After profiling I realized that most of what my application does is spend time in glReadPixels() - more than 50% of the time. So the natural step is to move the processing to the GPU so that the data would not have to be copied.

So my question is - what would be the best way to program such a thing to the GPU?
GLSL?
CUDA?
Anything else I'm not currently aware of?
The main requirements is that it'll have access to The rendered off-screen frame bufferes (or texture data since it is possible to render to a texture) and to be able to output some information to the CPU, say in the order of 1-2Kb per frame.

+3  A: 

You might find the answers in the "Intro to GPU programming" questions useful.

Adam Davis
+1  A: 

There are a number of pointers to getting started with GPU programming in other questions, but if you have an application that is already built using OpenGL, then probably your question really is "which one will interoperate with OpenGL"?

After all, your whole point is to avoid the overhead of reading your FBO back from the GPU to the CPU with glReadPixels(). If, for example you had to read it back anyway, then copy the data into a CUDA buffer, then transfer it back to the gpu using CUDA APIs, there wouldn't be much point.

So you need a GPGPU package that will take your OpenGL FBO object as an input directly, without any extra copying.

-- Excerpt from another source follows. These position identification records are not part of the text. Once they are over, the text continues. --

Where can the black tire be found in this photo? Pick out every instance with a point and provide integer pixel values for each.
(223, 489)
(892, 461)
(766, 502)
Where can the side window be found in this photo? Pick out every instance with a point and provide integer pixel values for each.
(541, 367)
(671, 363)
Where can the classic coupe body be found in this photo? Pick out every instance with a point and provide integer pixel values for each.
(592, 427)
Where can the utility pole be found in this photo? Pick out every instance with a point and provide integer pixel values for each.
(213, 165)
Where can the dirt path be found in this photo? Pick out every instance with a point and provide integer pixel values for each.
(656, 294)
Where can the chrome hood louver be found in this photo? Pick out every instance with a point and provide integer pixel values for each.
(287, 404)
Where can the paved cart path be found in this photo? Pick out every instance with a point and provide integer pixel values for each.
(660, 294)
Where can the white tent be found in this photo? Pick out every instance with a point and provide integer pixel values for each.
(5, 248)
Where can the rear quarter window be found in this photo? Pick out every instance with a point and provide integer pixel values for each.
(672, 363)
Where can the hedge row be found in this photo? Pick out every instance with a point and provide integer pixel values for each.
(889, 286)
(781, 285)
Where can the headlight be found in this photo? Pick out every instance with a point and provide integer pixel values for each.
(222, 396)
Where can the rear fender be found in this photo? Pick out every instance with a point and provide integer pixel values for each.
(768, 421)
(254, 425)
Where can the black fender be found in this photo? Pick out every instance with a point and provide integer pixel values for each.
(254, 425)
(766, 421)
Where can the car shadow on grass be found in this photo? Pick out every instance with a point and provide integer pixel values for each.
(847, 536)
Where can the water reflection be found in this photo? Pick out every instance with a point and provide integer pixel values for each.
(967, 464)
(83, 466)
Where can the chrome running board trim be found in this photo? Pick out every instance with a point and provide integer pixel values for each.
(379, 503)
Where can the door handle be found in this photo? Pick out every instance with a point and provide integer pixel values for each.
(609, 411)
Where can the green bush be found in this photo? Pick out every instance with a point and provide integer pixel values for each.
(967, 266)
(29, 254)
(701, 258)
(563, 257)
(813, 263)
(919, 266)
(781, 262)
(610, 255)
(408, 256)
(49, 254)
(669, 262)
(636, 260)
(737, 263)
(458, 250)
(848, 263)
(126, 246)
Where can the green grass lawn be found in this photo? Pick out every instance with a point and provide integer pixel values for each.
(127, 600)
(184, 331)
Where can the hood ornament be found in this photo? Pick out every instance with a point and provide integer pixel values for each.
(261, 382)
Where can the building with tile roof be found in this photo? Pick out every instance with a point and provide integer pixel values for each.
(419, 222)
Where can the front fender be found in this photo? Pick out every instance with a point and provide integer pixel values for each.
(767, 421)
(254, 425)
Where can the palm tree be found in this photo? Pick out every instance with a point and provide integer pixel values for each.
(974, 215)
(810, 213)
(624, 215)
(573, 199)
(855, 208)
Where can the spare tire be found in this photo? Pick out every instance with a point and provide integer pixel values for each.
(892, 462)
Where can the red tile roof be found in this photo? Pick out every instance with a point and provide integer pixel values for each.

That would probably rule out everything except GLSL.

I'm not 100% sure whether CUDA has any way of operating directly on an OpenGL buffer object, but I don't think it has that feature.

I am sure that ATI's Stream SDK doesn't do that. (Although it will interoperate with DirectX.)

I doubt that the DirectX 11 "technology preview" with compute shaders has that feature, either.

EDIT: Follow-up: it looks like CUDA, at least the most recent version, has some support for OpenGL interoperability. If so, that's probably your best bet.